Der Kaiserschnitt
Früher verliefen schwere geburtshilfliche Operationen für die Mutter,
das Kind oder beide fast immer tödlich. Hatte die Gebärende ein zu
enges Becken, konnte sie mit dem Leben abschließen, obwohl man seit
Jahrhunderten den heute lebensrettenden Kaiserschnitt kannte.
Man wendete ihn früher nur an der bereits verstorbenen Mutter an, um
auf diese Weise zu versuchen, wenigstens das Kind zu retten.
Die Bezeichnung »Kaiserschnitt« soll angeblich mit der Geburt des
Kaisers Julius Cäsar (110—44 v.Chr.) zusammenhängen.
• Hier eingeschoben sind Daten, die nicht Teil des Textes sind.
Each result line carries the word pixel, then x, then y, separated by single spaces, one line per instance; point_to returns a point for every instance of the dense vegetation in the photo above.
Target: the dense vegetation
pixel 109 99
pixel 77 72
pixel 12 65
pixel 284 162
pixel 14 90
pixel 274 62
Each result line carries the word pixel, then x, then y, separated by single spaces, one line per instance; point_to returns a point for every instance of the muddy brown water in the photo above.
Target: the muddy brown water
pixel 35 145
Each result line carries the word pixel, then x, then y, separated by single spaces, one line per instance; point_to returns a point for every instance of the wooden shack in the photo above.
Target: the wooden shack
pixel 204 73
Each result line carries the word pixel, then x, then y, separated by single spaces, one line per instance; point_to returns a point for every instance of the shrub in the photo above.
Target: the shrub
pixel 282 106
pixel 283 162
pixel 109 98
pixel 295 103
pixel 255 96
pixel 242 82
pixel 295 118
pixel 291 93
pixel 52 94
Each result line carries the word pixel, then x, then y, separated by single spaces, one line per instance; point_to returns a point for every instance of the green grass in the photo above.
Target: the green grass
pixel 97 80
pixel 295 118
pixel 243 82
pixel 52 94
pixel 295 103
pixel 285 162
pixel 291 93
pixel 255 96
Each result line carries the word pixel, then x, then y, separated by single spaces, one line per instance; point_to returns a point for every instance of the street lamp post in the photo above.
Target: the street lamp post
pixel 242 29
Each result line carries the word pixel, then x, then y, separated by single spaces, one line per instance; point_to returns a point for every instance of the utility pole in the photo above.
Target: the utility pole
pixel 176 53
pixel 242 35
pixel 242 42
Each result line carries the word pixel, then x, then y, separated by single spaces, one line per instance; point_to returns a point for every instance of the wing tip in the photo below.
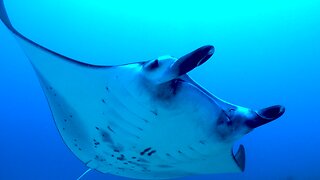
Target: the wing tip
pixel 240 157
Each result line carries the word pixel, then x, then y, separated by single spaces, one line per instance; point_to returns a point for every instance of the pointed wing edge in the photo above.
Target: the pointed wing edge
pixel 240 157
pixel 5 19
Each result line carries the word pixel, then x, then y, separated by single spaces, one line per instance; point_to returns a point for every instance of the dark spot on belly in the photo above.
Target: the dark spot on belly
pixel 142 160
pixel 154 112
pixel 110 129
pixel 116 150
pixel 144 151
pixel 106 137
pixel 121 157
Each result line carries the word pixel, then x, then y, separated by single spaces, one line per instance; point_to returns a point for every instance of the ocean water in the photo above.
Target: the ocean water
pixel 267 53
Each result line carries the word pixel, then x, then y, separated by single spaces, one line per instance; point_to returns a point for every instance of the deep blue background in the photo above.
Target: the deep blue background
pixel 272 61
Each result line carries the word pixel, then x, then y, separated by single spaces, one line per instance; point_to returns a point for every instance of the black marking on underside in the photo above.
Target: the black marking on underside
pixel 144 151
pixel 121 157
pixel 154 112
pixel 142 160
pixel 106 137
pixel 151 152
pixel 110 129
pixel 99 158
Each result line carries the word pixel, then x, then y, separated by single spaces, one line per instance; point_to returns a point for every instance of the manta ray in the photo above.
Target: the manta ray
pixel 143 120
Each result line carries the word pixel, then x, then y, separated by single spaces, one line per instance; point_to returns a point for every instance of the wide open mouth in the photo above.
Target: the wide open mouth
pixel 272 112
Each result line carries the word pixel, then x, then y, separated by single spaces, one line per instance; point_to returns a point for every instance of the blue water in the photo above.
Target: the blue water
pixel 266 53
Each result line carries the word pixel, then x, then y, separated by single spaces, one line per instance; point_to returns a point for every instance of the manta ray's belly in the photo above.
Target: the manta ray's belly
pixel 121 129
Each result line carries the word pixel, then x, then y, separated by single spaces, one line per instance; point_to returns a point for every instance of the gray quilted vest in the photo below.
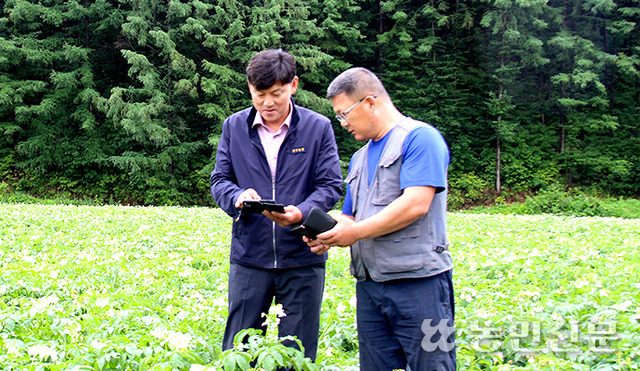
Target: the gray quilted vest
pixel 418 250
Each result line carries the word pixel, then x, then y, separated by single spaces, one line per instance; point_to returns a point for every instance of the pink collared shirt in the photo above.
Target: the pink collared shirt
pixel 272 140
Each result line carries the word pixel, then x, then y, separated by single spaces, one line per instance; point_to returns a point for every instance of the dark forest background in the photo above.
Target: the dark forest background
pixel 122 101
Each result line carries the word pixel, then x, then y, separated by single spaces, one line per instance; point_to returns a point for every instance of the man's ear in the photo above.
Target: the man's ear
pixel 294 85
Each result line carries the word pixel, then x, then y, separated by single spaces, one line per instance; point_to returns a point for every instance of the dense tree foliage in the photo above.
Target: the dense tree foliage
pixel 122 100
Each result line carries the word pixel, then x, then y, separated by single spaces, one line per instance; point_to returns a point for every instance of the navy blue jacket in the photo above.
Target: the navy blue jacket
pixel 308 174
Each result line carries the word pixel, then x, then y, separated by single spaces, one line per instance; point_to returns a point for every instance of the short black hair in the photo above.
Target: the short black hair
pixel 357 82
pixel 270 67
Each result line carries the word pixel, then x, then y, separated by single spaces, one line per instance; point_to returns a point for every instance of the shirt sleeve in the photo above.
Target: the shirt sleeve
pixel 425 159
pixel 347 205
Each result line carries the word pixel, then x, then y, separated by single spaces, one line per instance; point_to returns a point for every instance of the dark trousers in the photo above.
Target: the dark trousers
pixel 299 290
pixel 392 331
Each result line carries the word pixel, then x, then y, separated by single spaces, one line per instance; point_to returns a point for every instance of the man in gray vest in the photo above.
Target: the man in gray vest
pixel 394 219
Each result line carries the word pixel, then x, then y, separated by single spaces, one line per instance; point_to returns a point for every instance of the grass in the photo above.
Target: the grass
pixel 144 288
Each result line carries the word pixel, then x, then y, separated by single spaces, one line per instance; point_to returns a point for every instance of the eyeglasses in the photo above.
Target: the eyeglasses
pixel 343 116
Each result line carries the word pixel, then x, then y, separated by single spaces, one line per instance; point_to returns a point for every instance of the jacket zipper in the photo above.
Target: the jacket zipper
pixel 273 225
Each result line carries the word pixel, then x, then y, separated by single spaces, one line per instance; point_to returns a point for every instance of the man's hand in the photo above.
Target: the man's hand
pixel 315 246
pixel 248 194
pixel 291 215
pixel 345 233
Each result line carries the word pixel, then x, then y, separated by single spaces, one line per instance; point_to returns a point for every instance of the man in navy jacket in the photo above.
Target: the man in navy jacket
pixel 275 150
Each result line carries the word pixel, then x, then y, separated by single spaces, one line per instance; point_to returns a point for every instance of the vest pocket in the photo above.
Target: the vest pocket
pixel 387 182
pixel 398 256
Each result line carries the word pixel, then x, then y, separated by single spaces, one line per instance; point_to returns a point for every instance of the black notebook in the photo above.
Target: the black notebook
pixel 315 223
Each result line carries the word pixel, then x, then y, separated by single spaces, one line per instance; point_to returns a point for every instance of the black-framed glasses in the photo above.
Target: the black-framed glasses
pixel 343 116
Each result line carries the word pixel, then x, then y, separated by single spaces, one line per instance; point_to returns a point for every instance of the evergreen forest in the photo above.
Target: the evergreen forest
pixel 122 101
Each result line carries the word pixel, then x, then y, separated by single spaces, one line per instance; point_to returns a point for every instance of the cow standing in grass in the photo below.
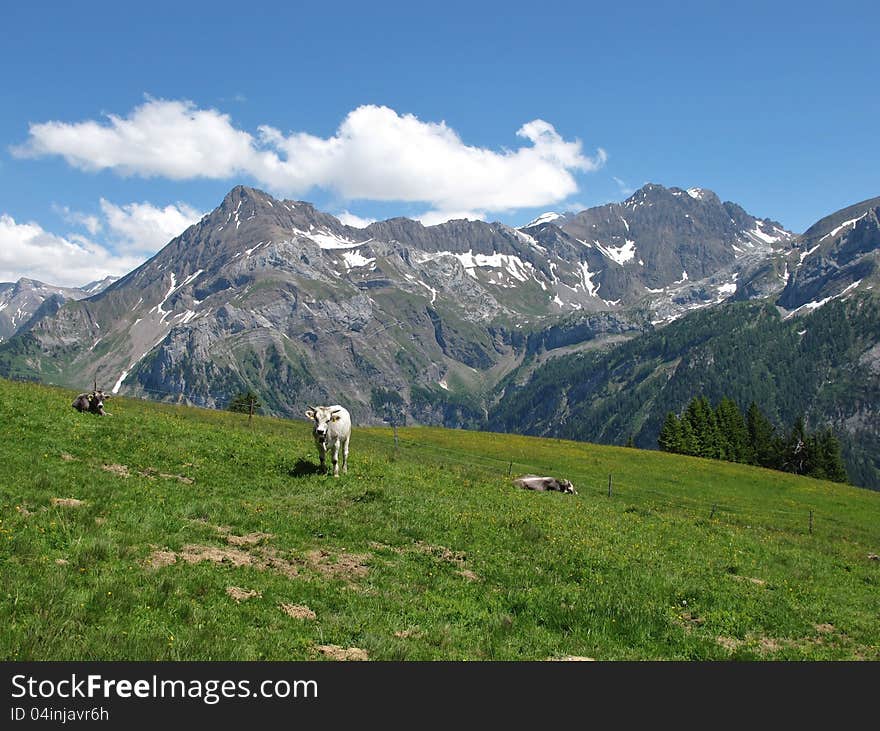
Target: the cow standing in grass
pixel 544 484
pixel 91 402
pixel 332 430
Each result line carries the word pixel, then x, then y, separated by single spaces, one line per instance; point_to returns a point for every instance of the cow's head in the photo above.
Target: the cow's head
pixel 567 487
pixel 96 401
pixel 322 416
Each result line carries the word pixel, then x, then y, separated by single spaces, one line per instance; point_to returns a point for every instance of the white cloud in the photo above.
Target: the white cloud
pixel 350 219
pixel 26 250
pixel 622 185
pixel 145 228
pixel 376 154
pixel 91 223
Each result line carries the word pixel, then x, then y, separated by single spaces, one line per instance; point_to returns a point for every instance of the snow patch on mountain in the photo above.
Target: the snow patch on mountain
pixel 543 218
pixel 838 229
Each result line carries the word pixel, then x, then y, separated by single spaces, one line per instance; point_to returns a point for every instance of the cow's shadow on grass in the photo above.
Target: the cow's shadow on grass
pixel 304 468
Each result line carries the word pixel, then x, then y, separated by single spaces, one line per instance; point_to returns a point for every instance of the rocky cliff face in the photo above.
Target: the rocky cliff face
pixel 22 300
pixel 283 298
pixel 835 256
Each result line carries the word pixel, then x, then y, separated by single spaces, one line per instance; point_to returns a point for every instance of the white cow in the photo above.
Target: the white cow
pixel 332 429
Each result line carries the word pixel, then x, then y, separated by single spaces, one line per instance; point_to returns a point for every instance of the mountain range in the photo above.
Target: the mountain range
pixel 21 300
pixel 457 323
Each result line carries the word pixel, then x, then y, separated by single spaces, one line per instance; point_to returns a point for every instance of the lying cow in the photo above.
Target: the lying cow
pixel 544 484
pixel 92 402
pixel 332 430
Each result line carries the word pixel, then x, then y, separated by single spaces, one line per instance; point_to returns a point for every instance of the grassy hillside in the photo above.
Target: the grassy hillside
pixel 199 537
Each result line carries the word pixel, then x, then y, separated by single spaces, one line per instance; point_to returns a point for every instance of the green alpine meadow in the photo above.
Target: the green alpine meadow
pixel 164 532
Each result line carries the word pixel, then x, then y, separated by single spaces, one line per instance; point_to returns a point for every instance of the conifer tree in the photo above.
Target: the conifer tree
pixel 733 433
pixel 670 434
pixel 763 445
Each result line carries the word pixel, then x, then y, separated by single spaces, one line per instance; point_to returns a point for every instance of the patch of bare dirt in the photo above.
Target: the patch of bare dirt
pixel 242 595
pixel 193 553
pixel 335 652
pixel 768 644
pixel 160 559
pixel 264 559
pixel 152 473
pixel 348 566
pixel 117 469
pixel 67 502
pixel 297 611
pixel 441 553
pixel 251 539
pixel 270 559
pixel 729 643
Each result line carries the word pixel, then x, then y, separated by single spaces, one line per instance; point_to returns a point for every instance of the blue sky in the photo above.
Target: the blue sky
pixel 122 123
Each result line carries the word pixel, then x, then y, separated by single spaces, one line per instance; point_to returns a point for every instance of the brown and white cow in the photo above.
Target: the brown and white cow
pixel 332 429
pixel 544 484
pixel 92 402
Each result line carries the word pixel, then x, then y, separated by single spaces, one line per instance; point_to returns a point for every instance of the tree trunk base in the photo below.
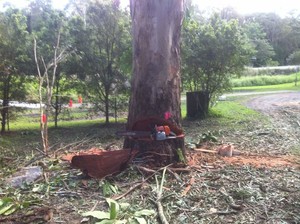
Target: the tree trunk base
pixel 156 153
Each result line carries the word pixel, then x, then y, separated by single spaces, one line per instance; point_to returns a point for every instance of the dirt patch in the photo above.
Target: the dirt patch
pixel 262 161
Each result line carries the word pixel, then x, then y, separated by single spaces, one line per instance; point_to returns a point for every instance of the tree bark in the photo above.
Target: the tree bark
pixel 156 28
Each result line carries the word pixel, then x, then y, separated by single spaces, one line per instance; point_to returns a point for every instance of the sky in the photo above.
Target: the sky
pixel 280 7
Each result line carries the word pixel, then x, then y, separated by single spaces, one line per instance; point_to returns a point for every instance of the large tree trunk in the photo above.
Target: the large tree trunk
pixel 156 64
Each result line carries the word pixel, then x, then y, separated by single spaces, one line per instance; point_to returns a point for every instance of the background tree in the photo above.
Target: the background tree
pixel 102 46
pixel 213 51
pixel 49 52
pixel 294 58
pixel 13 57
pixel 264 51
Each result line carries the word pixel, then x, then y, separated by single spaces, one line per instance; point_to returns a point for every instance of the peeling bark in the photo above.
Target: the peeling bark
pixel 156 60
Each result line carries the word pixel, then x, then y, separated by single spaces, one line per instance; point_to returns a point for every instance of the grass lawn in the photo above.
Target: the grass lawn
pixel 286 86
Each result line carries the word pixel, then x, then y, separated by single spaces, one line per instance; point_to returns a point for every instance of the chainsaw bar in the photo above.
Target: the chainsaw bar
pixel 134 134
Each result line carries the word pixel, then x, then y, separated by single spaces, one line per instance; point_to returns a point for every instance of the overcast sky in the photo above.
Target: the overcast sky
pixel 280 7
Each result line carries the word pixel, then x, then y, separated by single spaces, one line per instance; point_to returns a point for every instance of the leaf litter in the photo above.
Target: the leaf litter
pixel 261 185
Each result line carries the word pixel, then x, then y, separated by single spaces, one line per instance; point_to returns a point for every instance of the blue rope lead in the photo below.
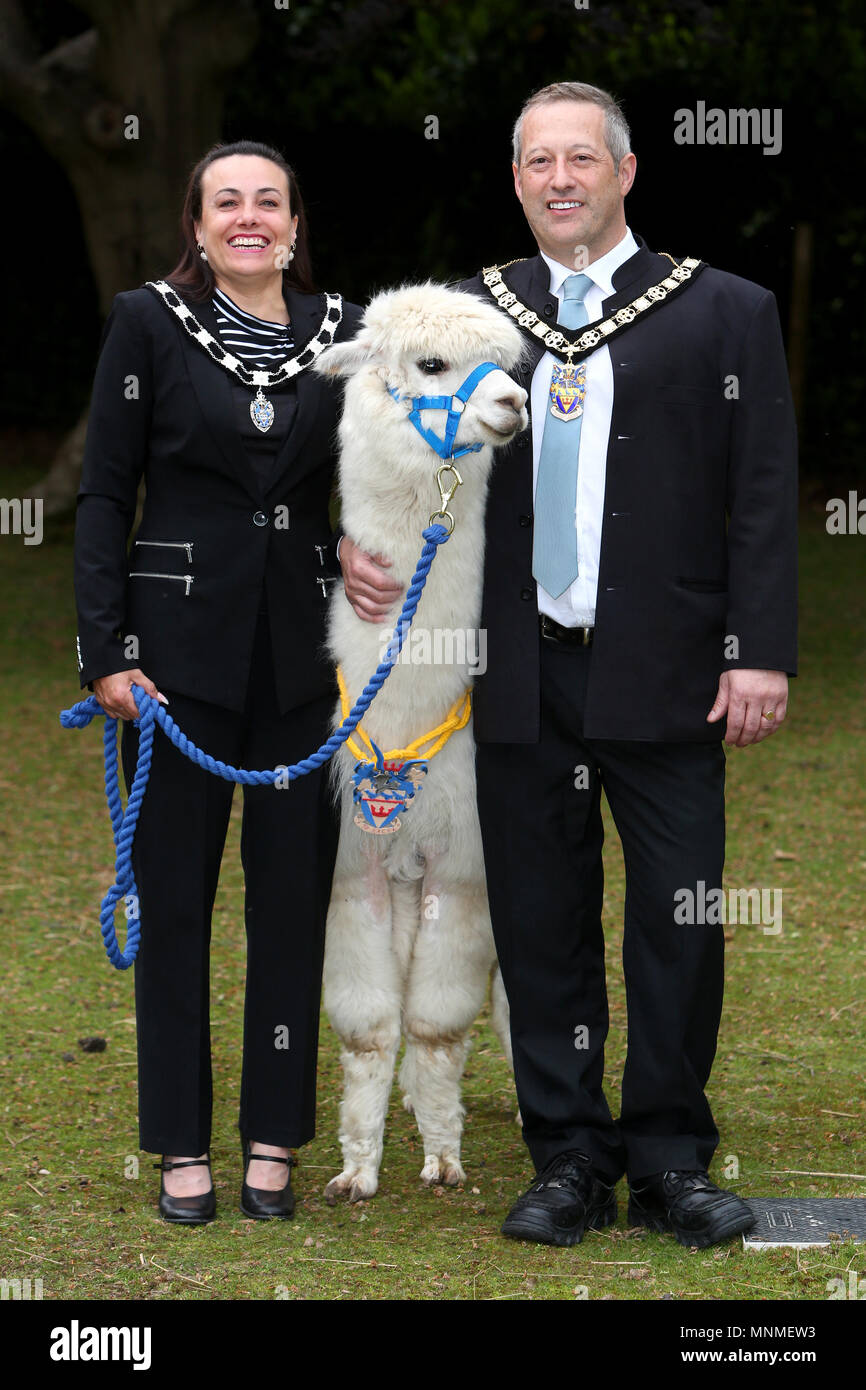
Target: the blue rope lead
pixel 152 713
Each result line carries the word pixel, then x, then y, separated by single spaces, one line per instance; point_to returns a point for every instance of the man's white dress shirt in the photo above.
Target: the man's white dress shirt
pixel 576 608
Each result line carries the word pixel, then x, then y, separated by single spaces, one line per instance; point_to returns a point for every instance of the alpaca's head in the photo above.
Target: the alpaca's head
pixel 424 341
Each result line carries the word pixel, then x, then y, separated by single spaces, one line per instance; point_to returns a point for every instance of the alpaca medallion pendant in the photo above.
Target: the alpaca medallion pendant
pixel 381 794
pixel 262 412
pixel 567 391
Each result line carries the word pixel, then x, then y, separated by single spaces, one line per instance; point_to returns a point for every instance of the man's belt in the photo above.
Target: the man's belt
pixel 553 631
pixel 605 330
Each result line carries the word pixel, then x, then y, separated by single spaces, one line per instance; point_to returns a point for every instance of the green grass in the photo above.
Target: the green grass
pixel 787 1087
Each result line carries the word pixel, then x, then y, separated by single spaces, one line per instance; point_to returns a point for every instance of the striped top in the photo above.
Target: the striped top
pixel 253 339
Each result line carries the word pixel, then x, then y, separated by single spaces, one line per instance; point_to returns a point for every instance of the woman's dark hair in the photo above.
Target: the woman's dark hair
pixel 192 275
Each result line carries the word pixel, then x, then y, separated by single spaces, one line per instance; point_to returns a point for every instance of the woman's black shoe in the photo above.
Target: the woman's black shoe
pixel 186 1211
pixel 259 1201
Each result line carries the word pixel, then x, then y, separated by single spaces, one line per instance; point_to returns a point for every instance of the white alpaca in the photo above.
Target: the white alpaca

Aber schon der
ältere Plinius weist darauf hin, dass der erste der Cäsaren nach dem
aufgeschnittenen Leib seiner Mutter benannt wurde (»caesus« =
»aufgeschnitten«). Das es sich um Gajus Julius Cäsar gehandelt hat, ist
aber unwahrscheinlich, weil dessen Mutter zur Zeit des galischen
Feldzuges noch gelebt hat und eine Schnittentbindung an der Lebenden in
jener Zeit nahezu ausgeschlossen werden kann.
Im 18. Jahrhundert wagte man bereits mehrfach den Kaiserschnitt an der
Lebenden. Allerdings konnte man von statistisch guten Ergebnissen auch
im 18. Jahrhundert noch nicht sprechen. Die Erfolgsquoten lagen nur bei
50%, und das blieb auch zu Beginn des 19. Jahrhunderts so.
Heute, am Anfang des 21. Jahrhunderts, geraten Ärzte und Patienten in
Gefahr, leichtsinnig zu werden und sich auch dann zu einem
Kaiserschnitt zu entschließen, wenn keine gewissenhafte
Indikationsstellung vorliegt. Nach heutigen medizinstatistischen
Ergebnissen kommt schon jedes zehnte Kind auf diese Art zur Welt, eine
Situation, die selbst den Kliniken weder notwendig noch wünschenswert
erscheint.
Der jüngste Trend zur »natürlichen Geburt« beinhaltet auch die Abkehr
von einem »unnötigen« Kaiserschnitt, etwa aus modischen, kosmetischen
oder zeitlichen Gründen. Der »vorschnelle Griff zum Messer« mag
manchmal verlockend sein, gefährdet jedoch Mutter und Kind, nicht
allein aus physischen, sondern auch aus psychischen Gründen.